Elevation of homocysteine and excitatory amino acid neurotransmitters in the CSF of children who receive methotrexate for the treatment of cancer.

PURPOSE: Folate deficiency, either by diet or drug, increases plasma homocysteine (Hcy). Hcy damages cerebrovascular endothelium, and hyperhomocysteinemia is a risk factor for stroke. Hcy is metabolized to excitatory amino acid (EAA) neurotransmitters, such as homocysteic acid (HCA) and cysteine sulfinic acid (CSA), which may cause seizures and excitotoxic neuronal death. We postulated that excess Hcy and EAA neurotransmitters may partly mediate methotrexate (MTX)-associated neurotoxicity. PATIENTS AND METHODS: In this retrospective analysis, we used high-performance liquid chromatography (HPLC) to measure Hcy, HCA, and CSA in CSF from two groups of children: (1) a control group of patients with no MTX exposure, and (2) a treatment group of patients who had received MTX no more than 7 days before a scheduled lumbar puncture.
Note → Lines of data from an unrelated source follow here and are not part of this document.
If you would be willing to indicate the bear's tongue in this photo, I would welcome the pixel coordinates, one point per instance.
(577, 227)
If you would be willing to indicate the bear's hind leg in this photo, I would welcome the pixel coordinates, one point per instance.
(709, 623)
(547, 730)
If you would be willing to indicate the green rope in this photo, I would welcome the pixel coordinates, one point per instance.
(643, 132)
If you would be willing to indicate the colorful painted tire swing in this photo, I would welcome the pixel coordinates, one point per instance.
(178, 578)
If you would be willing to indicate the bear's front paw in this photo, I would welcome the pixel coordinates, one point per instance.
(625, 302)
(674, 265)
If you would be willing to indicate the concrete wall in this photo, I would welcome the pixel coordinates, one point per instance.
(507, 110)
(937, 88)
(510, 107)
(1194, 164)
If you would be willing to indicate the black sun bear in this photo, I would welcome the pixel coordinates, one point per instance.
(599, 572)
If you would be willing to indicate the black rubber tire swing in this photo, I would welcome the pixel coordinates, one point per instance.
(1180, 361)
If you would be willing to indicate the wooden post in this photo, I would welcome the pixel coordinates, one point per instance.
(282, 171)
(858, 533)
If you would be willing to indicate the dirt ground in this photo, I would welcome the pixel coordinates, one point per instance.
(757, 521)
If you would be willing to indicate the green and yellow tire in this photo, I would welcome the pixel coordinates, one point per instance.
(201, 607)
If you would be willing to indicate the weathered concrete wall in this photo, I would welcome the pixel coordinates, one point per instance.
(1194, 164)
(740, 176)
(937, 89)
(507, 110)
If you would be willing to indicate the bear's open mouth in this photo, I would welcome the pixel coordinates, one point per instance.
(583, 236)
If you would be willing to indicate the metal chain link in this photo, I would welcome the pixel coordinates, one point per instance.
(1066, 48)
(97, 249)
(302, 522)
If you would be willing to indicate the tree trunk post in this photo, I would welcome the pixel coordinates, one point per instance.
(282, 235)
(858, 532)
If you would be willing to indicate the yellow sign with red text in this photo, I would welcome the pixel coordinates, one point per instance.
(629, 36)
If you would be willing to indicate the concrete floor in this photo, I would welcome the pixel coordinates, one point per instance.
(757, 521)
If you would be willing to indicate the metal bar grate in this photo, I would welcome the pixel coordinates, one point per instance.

RESULTS: The treatment group had a significantly (P = .0255) greater concentration of Hcy in CSF (0.814 micromol/L +/- 0.215 [mean +/- SEM], n = 23) than the control group (0.210 micromol/L +/- 0.028, n = 34). HCA and CSA were not detected in CSF from control patients (n = 29); however, MTX caused marked accumulation of CSF HCA (119.1 micromol/L +/- 32.0, n = 16) and CSA (28.4 micromol/L +/- 7.7, n = 16) in the treatment group. Patients with neurologic toxicity at the time of lumbar puncture had many of the highest concentrations of Hcy, HCA, and CSA.
CONCLUSION: These data support our hypothesis that MTX-associated neurotoxicity may be mediated by Hcy and excitotoxic neurotransmitters.